A party brought an advocation upon juratory caution, and called the case in the Court of Session on the 12th of May last. In advocations upon juratory caution it is provided by the Act 13 and 14 Vict., c. 36, that the advocator shall forthwith proceed to the probabilis causa litigandi reporters and obtain from them a report. In the present case this was not done. On the 24th of October the respondent thereupon put the case to the roll of the Lord Ordinary (MANOR), and moved his Lordship to dismiss the advocation in respect the report required by the statute had not been furnished. In answer to this motion, the advocator offered to find full caution in terms of the proviso of the Act; and in respect of said offer the Lord Ordinary allowed the advocator eight days to find caution. The advocator now reclaimed, and maintained that he was not bound by his offer to find caution, because by the new Court of Session Act caution is abolished in advocations. He further maintained that the interlocutor of the Lord Ordinary was incompetently pronounced, because, if the case was to be ruled by the old procedure, the respondent was not entitled to bring the case before the Lord Ordinary without protestation for non-enrolment, which had not been done.

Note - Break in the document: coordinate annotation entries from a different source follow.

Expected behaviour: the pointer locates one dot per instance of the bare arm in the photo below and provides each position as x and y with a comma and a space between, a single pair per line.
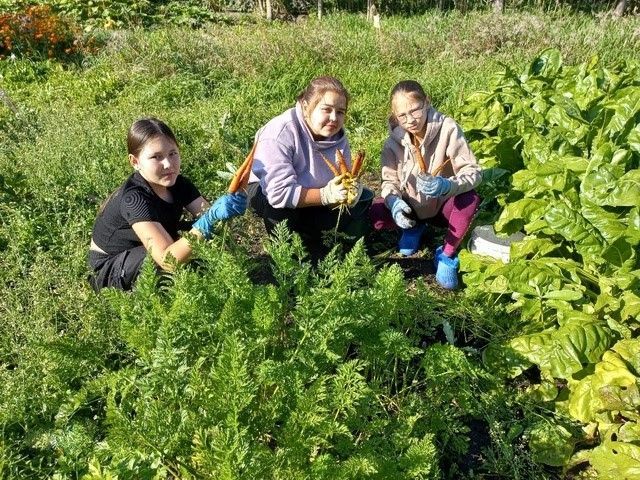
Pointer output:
157, 240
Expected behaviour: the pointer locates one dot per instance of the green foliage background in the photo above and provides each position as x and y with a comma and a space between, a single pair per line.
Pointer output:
131, 385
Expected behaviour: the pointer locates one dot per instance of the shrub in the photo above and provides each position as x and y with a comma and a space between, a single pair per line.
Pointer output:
37, 31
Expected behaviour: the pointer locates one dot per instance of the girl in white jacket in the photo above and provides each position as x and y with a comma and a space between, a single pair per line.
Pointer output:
444, 195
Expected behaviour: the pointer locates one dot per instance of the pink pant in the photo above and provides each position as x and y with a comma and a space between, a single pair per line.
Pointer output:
456, 216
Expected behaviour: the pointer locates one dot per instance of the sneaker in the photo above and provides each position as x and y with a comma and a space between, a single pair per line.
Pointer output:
446, 270
436, 258
410, 240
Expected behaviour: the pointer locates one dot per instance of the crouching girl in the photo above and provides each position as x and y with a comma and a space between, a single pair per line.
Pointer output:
443, 195
143, 215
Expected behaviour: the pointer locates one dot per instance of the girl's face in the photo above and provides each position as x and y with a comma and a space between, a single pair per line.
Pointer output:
410, 112
158, 162
327, 117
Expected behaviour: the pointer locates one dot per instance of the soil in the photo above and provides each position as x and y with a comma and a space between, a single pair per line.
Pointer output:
251, 235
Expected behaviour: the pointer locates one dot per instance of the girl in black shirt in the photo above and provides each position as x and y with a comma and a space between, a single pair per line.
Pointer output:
143, 214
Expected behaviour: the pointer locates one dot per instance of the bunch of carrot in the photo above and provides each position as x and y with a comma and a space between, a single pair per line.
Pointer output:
349, 177
240, 179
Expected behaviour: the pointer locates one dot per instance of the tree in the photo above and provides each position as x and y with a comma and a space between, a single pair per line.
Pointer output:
269, 10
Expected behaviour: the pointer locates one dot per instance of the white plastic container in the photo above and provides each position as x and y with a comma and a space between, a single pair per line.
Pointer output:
484, 241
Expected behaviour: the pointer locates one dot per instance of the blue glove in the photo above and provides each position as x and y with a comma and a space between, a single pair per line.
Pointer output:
223, 208
431, 186
401, 212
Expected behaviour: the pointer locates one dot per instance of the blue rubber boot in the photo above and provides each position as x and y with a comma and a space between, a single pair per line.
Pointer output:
410, 240
446, 270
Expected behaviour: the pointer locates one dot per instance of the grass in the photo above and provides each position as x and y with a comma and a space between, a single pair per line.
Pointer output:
64, 151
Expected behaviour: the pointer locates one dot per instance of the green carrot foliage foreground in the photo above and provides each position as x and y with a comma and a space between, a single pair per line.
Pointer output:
350, 371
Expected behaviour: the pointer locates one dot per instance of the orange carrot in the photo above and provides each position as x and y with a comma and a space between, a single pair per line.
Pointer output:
240, 179
341, 162
439, 168
357, 163
419, 158
331, 166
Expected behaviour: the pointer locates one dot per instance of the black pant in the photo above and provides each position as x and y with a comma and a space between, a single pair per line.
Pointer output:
119, 271
312, 222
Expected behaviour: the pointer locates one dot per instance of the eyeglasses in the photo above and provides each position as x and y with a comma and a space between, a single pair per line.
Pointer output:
416, 114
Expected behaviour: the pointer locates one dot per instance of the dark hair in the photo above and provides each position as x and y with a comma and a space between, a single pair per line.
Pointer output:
412, 89
144, 130
318, 87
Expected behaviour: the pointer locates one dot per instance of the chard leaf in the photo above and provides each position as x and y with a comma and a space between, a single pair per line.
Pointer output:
607, 184
566, 350
620, 254
607, 223
518, 213
629, 351
547, 64
633, 139
611, 388
566, 294
625, 103
630, 306
565, 220
550, 444
536, 247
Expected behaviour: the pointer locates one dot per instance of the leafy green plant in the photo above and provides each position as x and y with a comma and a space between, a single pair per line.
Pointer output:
574, 153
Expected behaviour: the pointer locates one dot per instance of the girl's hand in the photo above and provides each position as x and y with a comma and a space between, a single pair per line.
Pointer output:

The Court held that an action is a depending
Page: 28↓
process whenever the summons is executed; that the new Act did not apply, because the new Act dealt with appeals, and this was an advocation; and that, on the failure of the advocator to produce a report from the lawyers for the poor, the respondent was entitled, without putting up protestation, to ask the Lord Ordinary upon that ground to dismiss the action, The Court adhered to the interlocutor of the Lord Ordinary.
Counsel for Advocator— Mr W. A. Brown.
Counsel for Respondent— Mr Trayner.
Agent for Advocator— James Bell, S.S.C.
Agent for Respondent— Scott & Mann, S.S.C.